Artigo 34º – Despesas

1. Constituem despesas da Associação:

a) Os pagamentos relativos a pessoal, material, serviços e outros encargos necessários à sua instalação e funcionamento e à execução de atribuições estatutárias.
b) Os pagamentos respeitantes a subsídios, comparticipações e outros encargos resultantes de iniciativas próprias ou em ligação com outras entidades públicas ou privadas, que se integrem nos seus objetivos.
c) Outros pagamentos em cumprimento de deliberações da Assembleia Geral.

Artigo 35º – Aquisição e alienação de bens

1. A Associação pode adquirir, a título gratuito ou oneroso, bens móveis necessários para a obtenção dos seus fins.

2. Depende da deliberação da Assembleia Geral, após parecer do Conselho Fiscal, a aquisição a título oneroso e a alienação ou oneração a qualquer título:

3. De bens imóveis

4. De bens móveis de valor superior ao equivalente a 40 ordenados mínimos nacionais.

Artigo 36º – Orçamento

1. A vida financeira e a gestão da Associação ficam subordinadas ao orçamento anual, eventualmente corrigido por orçamento ou orçamentos suplementares que se tornem necessários.

2. A aprovação dos orçamentos compete à Assembleia Geral sob proposta prévia da Direção.

Artigo 37º – Movimentação de fundos

1. A Associação manterá em caixa apenas os meios indispensáveis à efetivação das despesas correntes ou à liquidação de compromissos imediatos que não possam ser satisfeitos por outros meios.

2. A movimentação de fundos e o manuseio de contas bancárias em nome da Associação é uma atribuição exclusiva da Direção, de acordo com Artigo 38º.

Artigo 38º – Relatório, balanço e contas anuais

1. A Direção elaborará, anualmente, o balanço e contas de cada exercício. A apresentação do Relatório e Contas deve ser realizada de acordo com o calendário estabelecido no Regulamento Interno.

2. O Conselho Fiscal pronunciar-se-á, no prazo de oito dias, sobre os documentos apresentados.

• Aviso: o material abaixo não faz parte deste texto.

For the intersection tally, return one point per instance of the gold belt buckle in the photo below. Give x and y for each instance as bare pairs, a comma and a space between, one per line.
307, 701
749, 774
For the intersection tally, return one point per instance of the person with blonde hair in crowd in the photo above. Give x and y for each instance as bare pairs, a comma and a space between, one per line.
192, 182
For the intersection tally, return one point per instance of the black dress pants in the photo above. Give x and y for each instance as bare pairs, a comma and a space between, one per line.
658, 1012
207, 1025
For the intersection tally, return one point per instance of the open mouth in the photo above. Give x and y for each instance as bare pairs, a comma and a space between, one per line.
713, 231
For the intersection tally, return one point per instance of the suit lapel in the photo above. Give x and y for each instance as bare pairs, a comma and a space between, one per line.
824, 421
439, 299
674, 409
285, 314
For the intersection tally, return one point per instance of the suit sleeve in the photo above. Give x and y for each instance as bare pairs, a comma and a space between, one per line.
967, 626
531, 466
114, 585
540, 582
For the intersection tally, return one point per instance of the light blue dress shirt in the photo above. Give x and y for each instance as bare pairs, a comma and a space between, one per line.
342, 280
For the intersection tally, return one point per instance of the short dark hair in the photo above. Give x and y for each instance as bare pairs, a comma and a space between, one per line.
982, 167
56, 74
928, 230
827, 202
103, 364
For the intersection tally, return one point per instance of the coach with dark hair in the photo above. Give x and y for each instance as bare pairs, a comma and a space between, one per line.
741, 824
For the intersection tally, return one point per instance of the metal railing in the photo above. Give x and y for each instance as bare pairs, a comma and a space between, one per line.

3. O relatório, balanço e contas da Direção e o parecer do Conselho Fiscal estarão à disposição dos associados na Sede da Associação e no sítio da internet da mesma, com uma antecedência não inferior a oito dias sobre a data da reunião da Assembleia Geral.

Artigo 39º – Quem obriga a Associação

1. A Associação obriga-se pela assinatura de dois membros da Direção;

2. Nos atos que envolvam pagamentos terão de assinar dois elementos sendo que um deles deverá ser obrigatoriamente o Presidente ou o Tesoureiro.

Artigo 40º – Liquidatários

A liquidação da Associação, quando a ela haja lugar, será feita pelos liquidatários que a Assembleia Geral para o efeito designe, sem prejuízo do disposto no art. 184º do Código Civil.

Artigo 41º – Destino dos bens

O património líquido da Associação nas partes não abrangidas pelas leis do Código Civil, terá o destino que os associados venham a decidir em Assembleia Geral especialmente convocada para o efeito.